Mother Theresa practiced Karma Yoga, although being a Roman Catholic, she probably didn't call it that. But she did express it clearly and concisely in these words, "I am a little pencil in the hand of God who is sending a love letter to the world." Mother Theresa tirelessly worked and helped to the point where the ego -- or person -- doing the work disappeared. She became the work happening though her, which she called God, thereby becoming a version of God herself. True Karma yoga is not done for the good feeling of being a good helper, it is done for its own sake: to lose the feeling of being a person and feel the energy of the divine taking over and becoming you. Those who practice Karma Yoga report the experience of limitless energy. Whereas they may have only been able to work non-stop for four hours at a time as the ego, by getting the ego out of the way and allowing work to happen through them (instead of by them), they are able to work for sixteen hours without a symptom of exhaustion. And as they work, there's a feeling of life force increasing, of love and open heartedness. Creative ideas flow steadily. This is not achieved with great effort, but by working without an ego. By getting out of the way. It's deceptively simple.

To serve without the ego, only to be a channel through which the divine operates, is true service in the context of yoga. The reward of selfless service? The joy of selfless service and inner peace. It's only from this point of surrender that you can actually do the world any good. But it's also perfectly fine to sit on a rock and contemplate bliss for the rest of your life. Both are substantial contributions.

The Pose of the Week: Anjaneyasana (Crescent Moon)

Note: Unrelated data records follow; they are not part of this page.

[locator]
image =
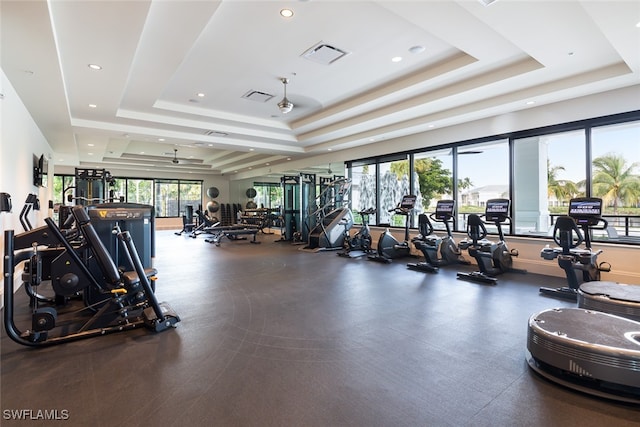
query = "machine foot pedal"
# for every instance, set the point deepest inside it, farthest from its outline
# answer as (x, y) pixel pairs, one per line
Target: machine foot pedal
(169, 320)
(478, 277)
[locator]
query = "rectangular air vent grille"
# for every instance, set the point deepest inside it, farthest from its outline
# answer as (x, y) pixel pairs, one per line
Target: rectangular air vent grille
(215, 133)
(324, 53)
(256, 95)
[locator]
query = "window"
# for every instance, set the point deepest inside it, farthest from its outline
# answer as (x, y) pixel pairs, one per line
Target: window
(615, 177)
(363, 189)
(189, 194)
(394, 183)
(549, 170)
(118, 189)
(482, 174)
(432, 181)
(166, 198)
(61, 189)
(268, 194)
(140, 191)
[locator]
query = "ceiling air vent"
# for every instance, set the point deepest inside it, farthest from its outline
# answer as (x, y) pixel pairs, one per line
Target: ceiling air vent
(323, 53)
(256, 95)
(215, 133)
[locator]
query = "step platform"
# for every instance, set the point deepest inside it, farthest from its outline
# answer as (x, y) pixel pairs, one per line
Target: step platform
(589, 351)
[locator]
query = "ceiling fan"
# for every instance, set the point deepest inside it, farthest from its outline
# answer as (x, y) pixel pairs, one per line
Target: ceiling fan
(285, 105)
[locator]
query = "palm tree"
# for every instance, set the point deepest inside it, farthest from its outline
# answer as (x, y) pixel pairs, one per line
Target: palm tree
(560, 188)
(614, 181)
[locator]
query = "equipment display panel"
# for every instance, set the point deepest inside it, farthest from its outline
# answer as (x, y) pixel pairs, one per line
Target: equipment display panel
(444, 209)
(408, 201)
(585, 207)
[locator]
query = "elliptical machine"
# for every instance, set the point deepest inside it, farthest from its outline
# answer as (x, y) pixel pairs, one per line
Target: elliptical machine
(360, 243)
(437, 251)
(388, 247)
(569, 232)
(493, 258)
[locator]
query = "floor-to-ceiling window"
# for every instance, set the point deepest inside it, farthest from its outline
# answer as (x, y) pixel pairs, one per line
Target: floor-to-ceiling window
(482, 174)
(394, 183)
(549, 170)
(615, 177)
(363, 189)
(432, 181)
(140, 191)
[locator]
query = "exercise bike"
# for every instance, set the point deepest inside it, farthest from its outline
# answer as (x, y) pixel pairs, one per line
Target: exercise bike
(437, 251)
(493, 258)
(360, 243)
(388, 247)
(569, 232)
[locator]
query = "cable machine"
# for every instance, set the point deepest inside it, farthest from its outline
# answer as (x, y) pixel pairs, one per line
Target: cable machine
(298, 192)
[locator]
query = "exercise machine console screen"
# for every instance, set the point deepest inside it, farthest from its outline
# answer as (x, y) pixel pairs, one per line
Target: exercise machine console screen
(586, 210)
(444, 209)
(408, 202)
(497, 210)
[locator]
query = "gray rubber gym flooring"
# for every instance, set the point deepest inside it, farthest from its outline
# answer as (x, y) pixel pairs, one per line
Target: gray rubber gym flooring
(274, 336)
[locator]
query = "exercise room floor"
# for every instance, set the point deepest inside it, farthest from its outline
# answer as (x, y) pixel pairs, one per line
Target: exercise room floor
(274, 336)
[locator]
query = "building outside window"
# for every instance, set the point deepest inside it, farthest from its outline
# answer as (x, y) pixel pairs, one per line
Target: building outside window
(549, 170)
(483, 174)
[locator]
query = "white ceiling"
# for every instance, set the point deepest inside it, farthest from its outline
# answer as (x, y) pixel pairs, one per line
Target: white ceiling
(156, 56)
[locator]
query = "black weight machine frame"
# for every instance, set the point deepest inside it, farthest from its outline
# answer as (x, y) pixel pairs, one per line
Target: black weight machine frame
(127, 299)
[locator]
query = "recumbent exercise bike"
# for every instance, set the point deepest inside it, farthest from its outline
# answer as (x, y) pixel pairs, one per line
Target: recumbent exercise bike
(569, 232)
(360, 243)
(437, 251)
(388, 247)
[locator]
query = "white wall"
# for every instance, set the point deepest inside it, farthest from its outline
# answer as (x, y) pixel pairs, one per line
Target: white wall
(20, 140)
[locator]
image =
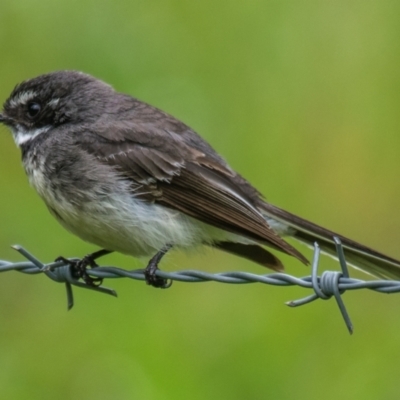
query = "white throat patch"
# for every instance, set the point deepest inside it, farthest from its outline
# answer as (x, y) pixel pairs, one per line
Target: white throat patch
(22, 136)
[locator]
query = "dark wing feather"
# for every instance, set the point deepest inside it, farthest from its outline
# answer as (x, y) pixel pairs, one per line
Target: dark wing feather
(174, 174)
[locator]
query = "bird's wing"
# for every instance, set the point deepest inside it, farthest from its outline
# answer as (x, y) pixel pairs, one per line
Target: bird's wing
(172, 173)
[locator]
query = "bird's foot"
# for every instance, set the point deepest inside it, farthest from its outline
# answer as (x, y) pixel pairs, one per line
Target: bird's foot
(150, 271)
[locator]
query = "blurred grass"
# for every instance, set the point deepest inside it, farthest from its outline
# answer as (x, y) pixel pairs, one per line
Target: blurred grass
(302, 98)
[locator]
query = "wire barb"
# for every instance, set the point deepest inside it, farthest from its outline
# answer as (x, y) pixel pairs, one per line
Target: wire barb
(329, 284)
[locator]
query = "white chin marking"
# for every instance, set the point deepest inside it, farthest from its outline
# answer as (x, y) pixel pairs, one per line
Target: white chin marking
(22, 136)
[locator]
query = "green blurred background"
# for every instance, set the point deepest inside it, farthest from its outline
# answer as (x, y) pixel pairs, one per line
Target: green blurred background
(301, 97)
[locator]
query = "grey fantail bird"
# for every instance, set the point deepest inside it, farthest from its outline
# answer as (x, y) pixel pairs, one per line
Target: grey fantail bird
(128, 177)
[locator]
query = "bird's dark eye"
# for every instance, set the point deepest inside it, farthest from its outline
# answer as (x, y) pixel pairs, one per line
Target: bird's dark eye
(33, 109)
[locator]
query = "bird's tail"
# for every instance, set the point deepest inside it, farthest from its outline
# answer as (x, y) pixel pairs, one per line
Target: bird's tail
(357, 255)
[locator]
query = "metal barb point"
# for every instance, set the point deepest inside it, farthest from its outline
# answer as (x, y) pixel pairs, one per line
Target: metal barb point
(327, 285)
(324, 287)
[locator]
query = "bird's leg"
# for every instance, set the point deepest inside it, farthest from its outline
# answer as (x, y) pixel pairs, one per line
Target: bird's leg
(150, 271)
(79, 267)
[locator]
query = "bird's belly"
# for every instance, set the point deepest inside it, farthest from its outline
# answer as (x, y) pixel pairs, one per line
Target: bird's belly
(108, 215)
(130, 226)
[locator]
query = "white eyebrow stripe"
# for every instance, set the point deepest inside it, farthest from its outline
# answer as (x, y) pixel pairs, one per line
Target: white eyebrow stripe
(21, 136)
(23, 98)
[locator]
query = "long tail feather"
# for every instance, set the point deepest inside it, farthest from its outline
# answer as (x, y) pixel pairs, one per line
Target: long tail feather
(357, 255)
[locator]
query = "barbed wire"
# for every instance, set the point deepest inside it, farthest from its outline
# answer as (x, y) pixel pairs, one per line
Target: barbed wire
(329, 284)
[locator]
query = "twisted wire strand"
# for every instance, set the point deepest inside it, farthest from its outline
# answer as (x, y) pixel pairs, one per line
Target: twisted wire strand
(329, 284)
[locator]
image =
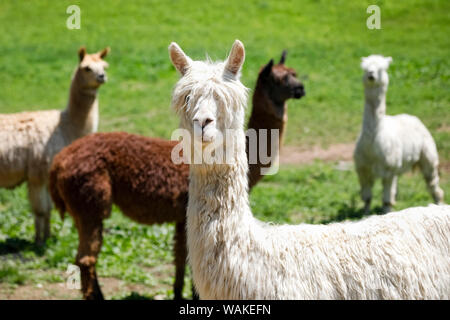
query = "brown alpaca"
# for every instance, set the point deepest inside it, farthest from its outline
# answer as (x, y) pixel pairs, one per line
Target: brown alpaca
(137, 174)
(275, 85)
(29, 140)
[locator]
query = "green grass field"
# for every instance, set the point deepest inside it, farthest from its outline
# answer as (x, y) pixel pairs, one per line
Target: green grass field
(325, 40)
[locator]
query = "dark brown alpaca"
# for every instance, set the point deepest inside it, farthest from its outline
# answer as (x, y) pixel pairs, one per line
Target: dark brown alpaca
(275, 85)
(137, 174)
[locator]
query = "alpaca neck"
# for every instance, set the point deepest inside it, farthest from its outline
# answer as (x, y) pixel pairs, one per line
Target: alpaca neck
(81, 113)
(264, 117)
(218, 196)
(374, 108)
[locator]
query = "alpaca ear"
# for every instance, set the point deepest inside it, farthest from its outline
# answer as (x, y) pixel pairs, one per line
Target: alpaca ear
(82, 52)
(389, 60)
(283, 57)
(363, 62)
(104, 52)
(236, 58)
(179, 59)
(267, 69)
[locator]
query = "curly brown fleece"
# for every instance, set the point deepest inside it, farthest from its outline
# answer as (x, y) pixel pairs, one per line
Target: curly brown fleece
(135, 173)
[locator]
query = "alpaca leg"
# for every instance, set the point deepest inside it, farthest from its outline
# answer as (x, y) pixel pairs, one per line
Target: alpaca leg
(180, 259)
(41, 206)
(366, 181)
(431, 176)
(389, 192)
(90, 243)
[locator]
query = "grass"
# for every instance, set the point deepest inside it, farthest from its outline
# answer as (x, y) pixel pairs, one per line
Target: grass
(325, 40)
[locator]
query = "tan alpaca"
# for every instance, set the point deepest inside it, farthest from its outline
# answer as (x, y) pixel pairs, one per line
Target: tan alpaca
(29, 140)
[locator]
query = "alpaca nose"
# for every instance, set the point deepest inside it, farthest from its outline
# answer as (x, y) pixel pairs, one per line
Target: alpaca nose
(299, 91)
(203, 122)
(101, 77)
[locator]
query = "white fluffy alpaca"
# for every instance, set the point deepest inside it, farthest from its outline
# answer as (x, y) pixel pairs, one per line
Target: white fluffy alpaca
(30, 140)
(390, 145)
(402, 255)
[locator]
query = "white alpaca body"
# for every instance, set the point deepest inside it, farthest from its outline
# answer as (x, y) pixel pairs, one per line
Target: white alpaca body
(403, 255)
(397, 145)
(30, 140)
(391, 145)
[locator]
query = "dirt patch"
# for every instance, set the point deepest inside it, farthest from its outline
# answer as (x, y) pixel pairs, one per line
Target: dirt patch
(335, 152)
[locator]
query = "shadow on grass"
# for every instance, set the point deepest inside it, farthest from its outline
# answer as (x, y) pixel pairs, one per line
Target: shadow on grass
(351, 212)
(16, 245)
(136, 296)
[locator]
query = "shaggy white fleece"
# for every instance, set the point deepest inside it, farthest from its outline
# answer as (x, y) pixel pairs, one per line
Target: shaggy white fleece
(403, 255)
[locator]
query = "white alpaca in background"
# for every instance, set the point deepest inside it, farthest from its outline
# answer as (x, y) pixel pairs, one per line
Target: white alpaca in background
(402, 255)
(30, 140)
(390, 145)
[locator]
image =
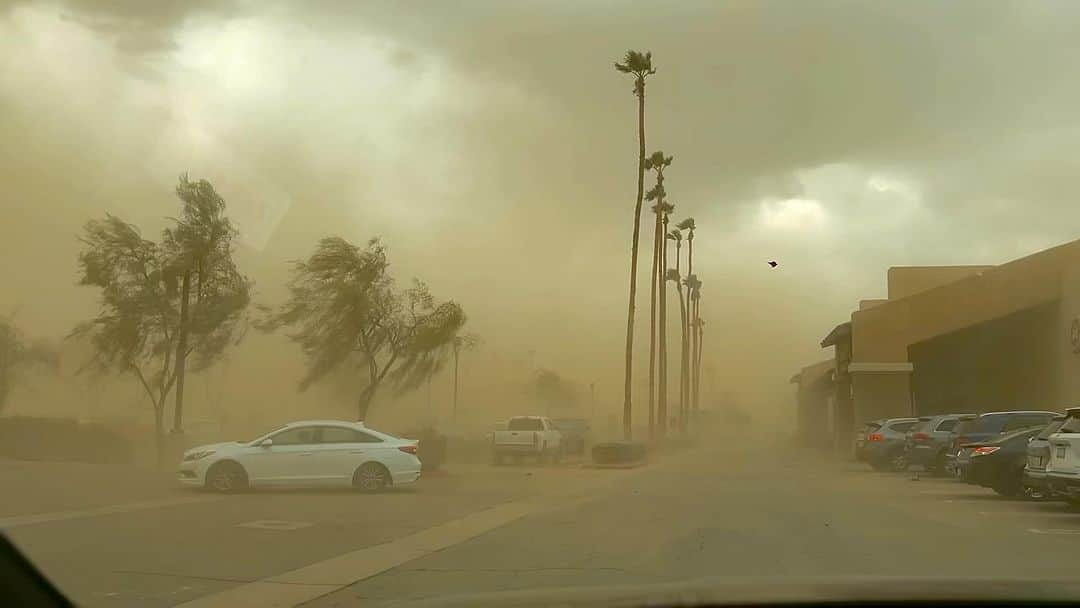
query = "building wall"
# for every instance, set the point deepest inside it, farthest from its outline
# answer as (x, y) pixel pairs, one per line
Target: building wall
(880, 395)
(1068, 361)
(908, 280)
(1007, 363)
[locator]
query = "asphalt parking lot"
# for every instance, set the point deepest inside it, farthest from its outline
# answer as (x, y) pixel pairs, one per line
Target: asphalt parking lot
(728, 511)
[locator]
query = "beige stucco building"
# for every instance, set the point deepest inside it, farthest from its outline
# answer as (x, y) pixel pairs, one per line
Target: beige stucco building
(961, 338)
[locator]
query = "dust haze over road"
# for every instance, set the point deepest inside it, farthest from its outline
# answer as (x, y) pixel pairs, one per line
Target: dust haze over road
(340, 151)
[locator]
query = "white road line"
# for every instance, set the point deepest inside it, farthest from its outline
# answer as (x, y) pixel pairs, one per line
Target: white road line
(1033, 514)
(321, 578)
(127, 508)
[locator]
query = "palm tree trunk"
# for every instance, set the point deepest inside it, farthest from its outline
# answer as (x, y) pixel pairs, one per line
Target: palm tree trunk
(662, 392)
(455, 384)
(690, 328)
(683, 366)
(628, 380)
(655, 284)
(697, 363)
(181, 353)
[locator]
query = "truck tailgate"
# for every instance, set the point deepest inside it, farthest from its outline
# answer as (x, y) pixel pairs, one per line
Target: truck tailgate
(514, 437)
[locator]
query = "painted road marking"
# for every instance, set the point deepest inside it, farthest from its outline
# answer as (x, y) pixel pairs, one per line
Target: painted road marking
(126, 508)
(1033, 514)
(1063, 531)
(274, 525)
(321, 578)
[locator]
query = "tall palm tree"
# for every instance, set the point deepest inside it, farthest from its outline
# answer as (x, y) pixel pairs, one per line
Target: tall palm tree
(693, 298)
(697, 374)
(639, 65)
(464, 342)
(657, 162)
(676, 235)
(663, 211)
(689, 226)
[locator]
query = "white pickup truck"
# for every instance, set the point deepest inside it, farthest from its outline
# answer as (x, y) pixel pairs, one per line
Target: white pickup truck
(534, 436)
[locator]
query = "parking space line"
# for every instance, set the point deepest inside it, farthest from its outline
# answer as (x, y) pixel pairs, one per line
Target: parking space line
(1027, 513)
(321, 578)
(112, 509)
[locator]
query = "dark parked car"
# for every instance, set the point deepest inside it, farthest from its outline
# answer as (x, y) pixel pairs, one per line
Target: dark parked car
(883, 448)
(989, 426)
(962, 427)
(1038, 456)
(929, 440)
(998, 463)
(864, 431)
(575, 434)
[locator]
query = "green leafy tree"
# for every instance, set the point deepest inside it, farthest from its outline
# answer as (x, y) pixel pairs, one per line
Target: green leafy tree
(200, 248)
(640, 66)
(17, 354)
(342, 308)
(136, 330)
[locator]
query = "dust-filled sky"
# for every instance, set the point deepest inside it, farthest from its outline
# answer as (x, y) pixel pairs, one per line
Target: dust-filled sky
(493, 147)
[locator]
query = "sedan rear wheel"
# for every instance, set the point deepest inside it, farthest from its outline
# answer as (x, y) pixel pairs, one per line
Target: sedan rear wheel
(899, 461)
(370, 476)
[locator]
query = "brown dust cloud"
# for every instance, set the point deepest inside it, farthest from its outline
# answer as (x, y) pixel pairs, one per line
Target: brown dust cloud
(493, 149)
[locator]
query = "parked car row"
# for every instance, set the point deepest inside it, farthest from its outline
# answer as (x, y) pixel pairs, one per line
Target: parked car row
(1029, 453)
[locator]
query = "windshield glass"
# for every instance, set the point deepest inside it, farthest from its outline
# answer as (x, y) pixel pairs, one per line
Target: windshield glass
(1051, 429)
(537, 298)
(526, 424)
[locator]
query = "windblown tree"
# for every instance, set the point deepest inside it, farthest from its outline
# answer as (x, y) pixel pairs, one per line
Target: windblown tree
(693, 298)
(676, 277)
(656, 162)
(342, 309)
(688, 226)
(640, 66)
(137, 329)
(664, 210)
(16, 355)
(200, 248)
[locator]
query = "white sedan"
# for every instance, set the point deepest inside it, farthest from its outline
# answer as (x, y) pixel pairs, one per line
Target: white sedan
(310, 453)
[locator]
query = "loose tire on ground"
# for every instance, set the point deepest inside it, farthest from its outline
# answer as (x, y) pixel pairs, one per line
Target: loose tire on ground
(370, 476)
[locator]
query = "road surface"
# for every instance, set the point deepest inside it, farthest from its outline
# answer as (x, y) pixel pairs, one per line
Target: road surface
(745, 512)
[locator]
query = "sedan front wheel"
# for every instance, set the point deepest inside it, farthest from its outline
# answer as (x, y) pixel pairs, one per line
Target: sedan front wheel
(370, 476)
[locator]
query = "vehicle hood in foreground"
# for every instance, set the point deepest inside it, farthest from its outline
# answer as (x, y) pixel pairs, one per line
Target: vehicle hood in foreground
(728, 592)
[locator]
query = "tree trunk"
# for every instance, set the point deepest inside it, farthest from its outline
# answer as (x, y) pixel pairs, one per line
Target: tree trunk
(691, 328)
(159, 432)
(697, 364)
(683, 361)
(181, 353)
(456, 384)
(656, 280)
(628, 381)
(662, 389)
(364, 403)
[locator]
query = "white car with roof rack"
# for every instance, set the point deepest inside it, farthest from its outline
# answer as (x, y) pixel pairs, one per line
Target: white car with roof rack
(307, 453)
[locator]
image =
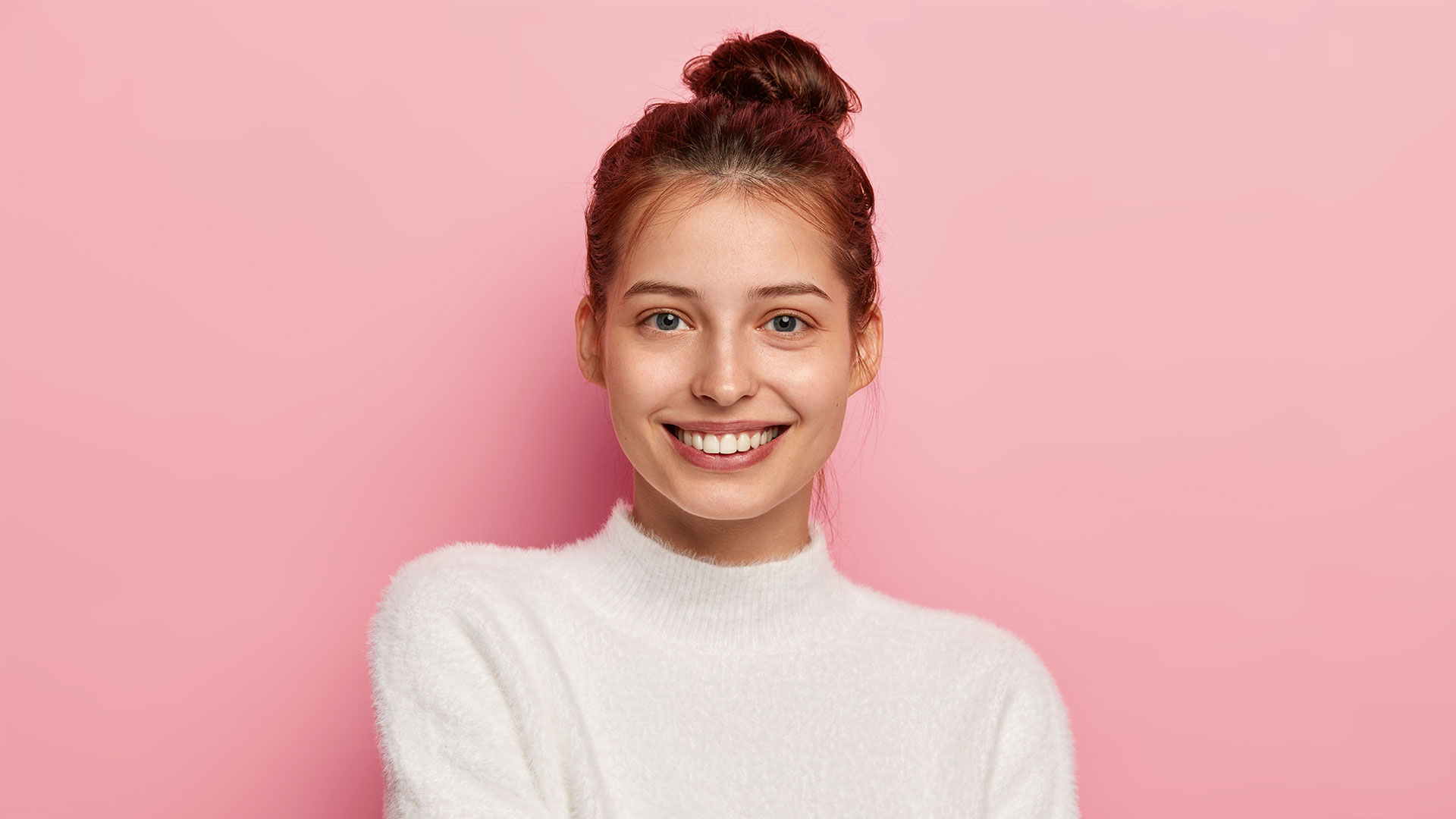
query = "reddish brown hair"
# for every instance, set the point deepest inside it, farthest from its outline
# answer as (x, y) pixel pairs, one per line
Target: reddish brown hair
(766, 121)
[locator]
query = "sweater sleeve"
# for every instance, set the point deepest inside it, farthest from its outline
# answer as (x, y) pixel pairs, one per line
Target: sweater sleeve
(449, 719)
(1033, 767)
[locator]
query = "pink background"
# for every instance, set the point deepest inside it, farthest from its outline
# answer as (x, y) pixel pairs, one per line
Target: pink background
(1168, 385)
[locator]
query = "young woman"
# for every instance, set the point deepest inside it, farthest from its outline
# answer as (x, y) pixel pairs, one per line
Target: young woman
(699, 654)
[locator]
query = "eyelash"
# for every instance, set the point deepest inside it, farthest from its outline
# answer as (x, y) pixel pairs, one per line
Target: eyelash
(795, 334)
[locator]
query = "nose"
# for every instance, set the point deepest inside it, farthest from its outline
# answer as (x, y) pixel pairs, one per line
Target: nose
(724, 369)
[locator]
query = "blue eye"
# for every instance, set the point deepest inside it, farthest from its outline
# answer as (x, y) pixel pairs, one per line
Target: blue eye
(672, 324)
(777, 322)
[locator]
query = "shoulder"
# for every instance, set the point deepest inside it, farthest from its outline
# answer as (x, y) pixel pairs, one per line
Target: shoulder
(438, 586)
(967, 646)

This pose begins in a lunge, the right foot forward and directly under the right knee. The left leg behind you, allow the foot to relax on the ground, and the left knee to rest on the ground as well. Try to keep your hips even and your sacrum dropped toward the ground. Bring the palms together in front of your heart in prayer pose, keeping your shoulders dropped, heart open, and sternum reaching toward the sky. Feel your head floating upward, your neck long and released. Take at least five deep breaths on each side, tuning into your body, feeling the stretch in your hip, quad, and psoas.



For a deeper, more intense experience of this pose, tuck your back toe under, straighten your back knee, and straighten your arms upward in line with your ears. Always remember to breathe.